Focusing on the artist’s practice during the 1970s and 1980s, this presentation, titled Thomas Nozkowski: Everything in the World, will include the artist’s signature, intimately scaled 16” x 20” canvas compositions alongside several large-scale paintings that have not been publicly exhibited in decades and three painted wood sculptures. The show will be accompanied by a new catalogue produced by Pace Publishing, featuring a new essay by Martin Clark, director of the Camden Art Centre in London.
Over more than four decades, Nozkowski developed a singular approach to painting that rejected established aesthetic conventions. The artist, who died in 2019 at age 75, is known for his richly colored and textured abstractions inspired by his memories, everyday experiences, and encounters in the landscapes surrounding his longtime home in upstate New York. In this way, he developed a distinctive visual language of forms, symbols, and notations grounded in his own reality while defying obvious legibility. Constellations of biomorphic and geometric abstractions become worlds unto themselves, which Nozkowski forged as part of a lengthy and exacting process.
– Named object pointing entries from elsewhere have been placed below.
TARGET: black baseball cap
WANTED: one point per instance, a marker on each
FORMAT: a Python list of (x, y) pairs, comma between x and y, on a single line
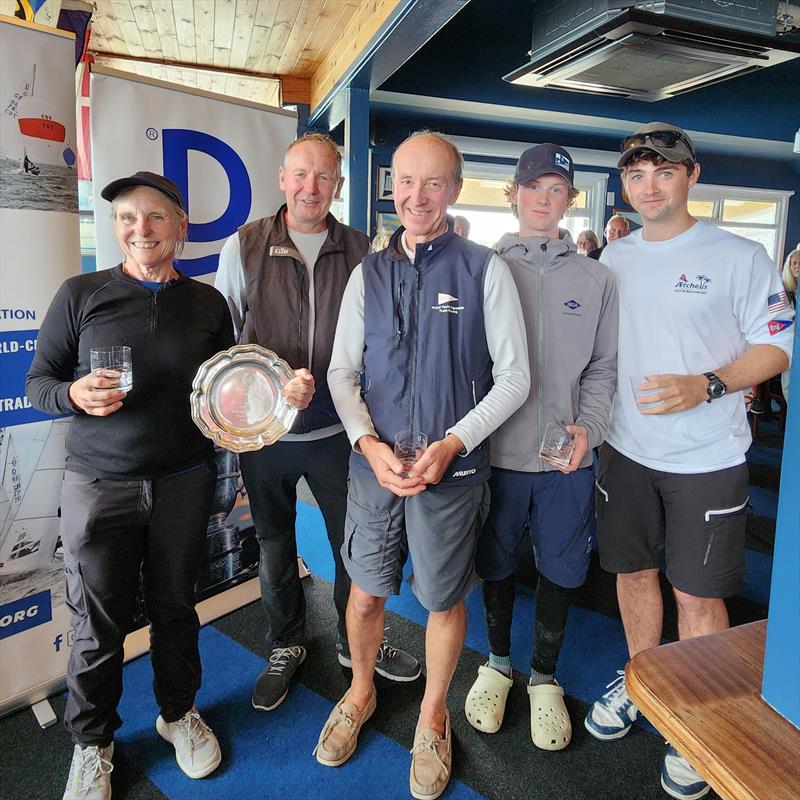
[(542, 160), (669, 141), (150, 179)]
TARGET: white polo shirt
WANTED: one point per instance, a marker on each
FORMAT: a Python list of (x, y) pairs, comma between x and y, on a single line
[(690, 305)]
Pace’s upcoming exhibition of his work centers on a hugely formative period of the artist’s career during which he set out specific aesthetic terms for his practice. The show’s title, Everything in the World, brings the relationship between Nozkowski’s abstractions and his daily observations to the fore. Anything and everything in his environment—an object, a surface, a quality of light—could capture his curiosity and attention, becoming the source material for a painting.